As reflected in the order appended to its news release here, the California supreme court yesterday agreed to decide the question of state law that the Ninth Circuit panel in the Prop 8 appeal had certified to it—namely, whether under California law “the official proponents of an initiative measure possess either a particularized interest in the initiative’s validity or the authority to assert the State’s interest in the initiative’s validity, which would enable them to defend the constitutionality of the initiative upon its adoption or appeal a judgment invalidating the initiative, when the public officials charged with that duty refuse to do so.” As the Ninth Circuit panel explained in its order, that question of state law bears directly on Prop 8 proponents’ Article III standing to appeal Judge Vaughn Walker’s anti-Prop 8 ruling.

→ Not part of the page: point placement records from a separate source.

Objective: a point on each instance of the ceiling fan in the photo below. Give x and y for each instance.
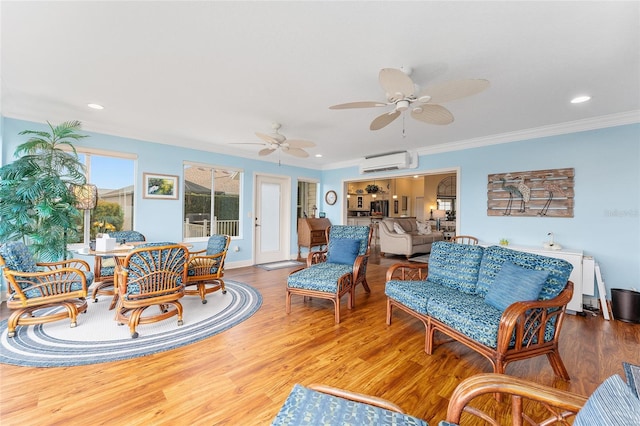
(277, 140)
(425, 105)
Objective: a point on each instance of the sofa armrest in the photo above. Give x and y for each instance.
(408, 271)
(529, 320)
(561, 404)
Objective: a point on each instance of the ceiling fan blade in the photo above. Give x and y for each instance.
(265, 151)
(362, 104)
(267, 138)
(383, 120)
(455, 89)
(432, 114)
(298, 143)
(296, 152)
(396, 84)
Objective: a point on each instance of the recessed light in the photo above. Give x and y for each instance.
(580, 99)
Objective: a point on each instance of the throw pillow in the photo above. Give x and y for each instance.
(612, 403)
(515, 284)
(399, 229)
(343, 251)
(424, 228)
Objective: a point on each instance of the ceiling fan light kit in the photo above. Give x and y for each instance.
(425, 106)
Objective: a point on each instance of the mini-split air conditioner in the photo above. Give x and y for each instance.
(389, 161)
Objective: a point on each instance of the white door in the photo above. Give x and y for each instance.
(273, 218)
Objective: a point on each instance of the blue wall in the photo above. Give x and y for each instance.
(606, 222)
(162, 219)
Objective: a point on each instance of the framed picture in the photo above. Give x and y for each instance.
(161, 187)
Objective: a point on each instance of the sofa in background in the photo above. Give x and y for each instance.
(504, 304)
(402, 236)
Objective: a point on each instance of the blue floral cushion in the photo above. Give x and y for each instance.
(360, 233)
(468, 314)
(495, 256)
(455, 265)
(306, 407)
(515, 284)
(343, 251)
(612, 404)
(321, 277)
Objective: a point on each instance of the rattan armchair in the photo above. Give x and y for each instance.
(332, 273)
(41, 286)
(104, 267)
(152, 275)
(206, 268)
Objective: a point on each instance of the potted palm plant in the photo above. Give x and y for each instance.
(37, 203)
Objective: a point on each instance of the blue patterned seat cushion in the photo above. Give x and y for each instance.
(468, 314)
(455, 265)
(306, 407)
(416, 294)
(349, 232)
(321, 277)
(495, 256)
(612, 404)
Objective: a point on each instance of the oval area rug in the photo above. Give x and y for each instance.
(98, 338)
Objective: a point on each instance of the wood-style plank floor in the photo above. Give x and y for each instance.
(243, 375)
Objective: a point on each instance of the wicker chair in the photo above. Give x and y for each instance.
(206, 268)
(464, 239)
(531, 403)
(153, 274)
(36, 286)
(332, 273)
(104, 267)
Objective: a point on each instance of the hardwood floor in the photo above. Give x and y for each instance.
(243, 375)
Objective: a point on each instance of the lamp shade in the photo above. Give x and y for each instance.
(439, 214)
(86, 196)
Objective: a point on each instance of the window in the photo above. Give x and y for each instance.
(114, 177)
(210, 189)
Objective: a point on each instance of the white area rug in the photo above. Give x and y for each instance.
(98, 338)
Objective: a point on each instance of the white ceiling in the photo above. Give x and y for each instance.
(206, 74)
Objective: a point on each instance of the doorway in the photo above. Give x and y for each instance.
(272, 222)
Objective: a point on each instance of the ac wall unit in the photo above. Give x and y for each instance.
(389, 161)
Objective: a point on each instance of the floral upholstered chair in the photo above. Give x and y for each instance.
(104, 267)
(336, 271)
(151, 275)
(36, 286)
(206, 268)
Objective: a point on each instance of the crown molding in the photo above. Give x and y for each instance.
(601, 122)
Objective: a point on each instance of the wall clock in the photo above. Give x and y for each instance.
(331, 197)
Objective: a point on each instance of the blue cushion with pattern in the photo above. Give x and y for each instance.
(515, 284)
(455, 265)
(494, 256)
(360, 233)
(612, 404)
(343, 251)
(306, 407)
(321, 277)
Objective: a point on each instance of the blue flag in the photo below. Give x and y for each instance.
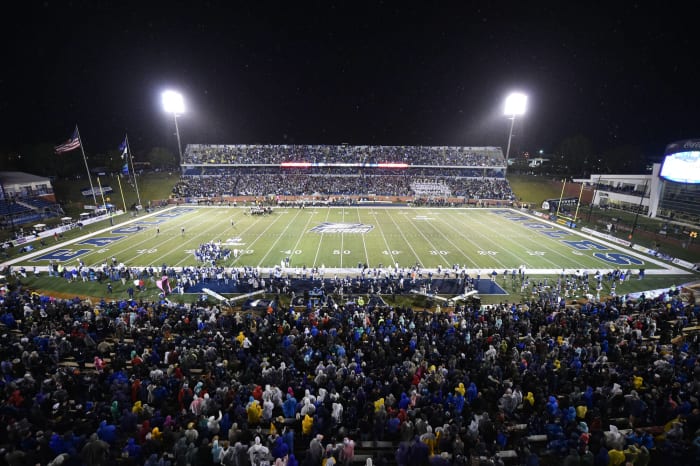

Under the California supreme court’s expedited briefing schedule, Prop 8 proponents will file their brief by March 14; the anti-Prop 8 plaintiffs will file their response by April 4; and Prop 8 proponents may file a reply by April 18. Amicus briefs are to be filed by May 2, with the parties filing replies to amicus briefs by May 9.
The court’s order states that oral argument may occur “as early as September, 2011.”
My own guess is that this schedule makes it highly unlikely that any U.S. Supreme Court decision on the merits in this case (if indeed the Court were to grant review of the ultimate Ninth Circuit ruling) would occur before the spring of 2013.